Actor and restaurateur -- via the L.A. Times. His most memorable role was as the gangster Toots in "Key Largo"; he and his wife later founded the famous Hamburger Hamlet in Los Angeles.



Harold J. "Stumpy" Cromer



Dancer and comedian -- via the New York Times.

Elaine Laron

Writer and lyricist -- via the Hollywood Reporter. Wrote extensively for TV shows such as "Captain Kangaroo" and "The Electric Company."


Arturo Vega

Spokesperson, designer, lighting director, and mother figure to The Ramones -- via the New York Times.




Bernard "Bernie" Sahlins

Co-founder of Second City improv/sketch comedy theater; comedy/theatrical writer/director/producer -- via the Chicago Tribune.

Johnny Smith

Jazz guitarist and composer -- via the Washington Post.
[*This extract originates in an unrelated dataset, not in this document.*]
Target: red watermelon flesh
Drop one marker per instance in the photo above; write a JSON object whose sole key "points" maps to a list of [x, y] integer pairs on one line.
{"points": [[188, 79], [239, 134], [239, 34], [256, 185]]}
His most famous composition was "Walk, Don't Run."

Bruno Barloletti

Conductor and artistic director: guiding light of the Lyric Opera of Chicago -- via the New York Times.

Jean Stapleton

Actress and singer -- via the New York Times. Her biggest impact was as the character of Edith Bunker on the long-running American sitcom "All in the Family"; she started on stage, appearing in many key musicals of the 1950s and early '60s.



Jack Vance

Writer -- via the New York Times. He hated to be pigeonholed as a genre writer, but his prolific efforts took into the categories of science fiction, fantasy,and mystery, among others.

Tom Sharpe

Writer -- via the Guardian. Best known for his comic novels --


Richard Ballantine

Cycling advocate -- via the Guardian. His eloquent fascination with the bicycle helped to trigger the acceptance and use of it by adults for commuting, pleasure, exercise, and adventure!




Vollis Simpson

Artist -- via the New York Times.



Bob Fletcher

A decent human being -- vi the New York Times. He was an agricultural inspector in California. When Japanese families were forced off their lad ad into internment camps during World War II, he quit his job and  worked the fruit firms of some of those imprisoned, splitting the profits and saving the owners' share for them. When they returned, he turned their properties back to them in good working condition, and the money as well.


Claramae Turner

Contralto -- via the L.A. Times. She is best known for her role as Nettie Fowler in the 1956 film of "Carousel." Interestingly, she originated the role of Madame Flora in Menotti's "The Medium"; the song "I Left my Heart in San Francisco" was written for her -- she sang it first, but Tony Bennett recorded it first, making it his signature song.






William T. Cartwright

Film producer and editor; the man who saved Watts Towers! -- via the L.A. Times.

Esther Williams

Competitive swimmer and film star -- via ABC News. As the beautiful heroine of "aquamusicals" that capitalized on her looks, charm, and talent, she was a huge box-office draw in the immediate post-World War II.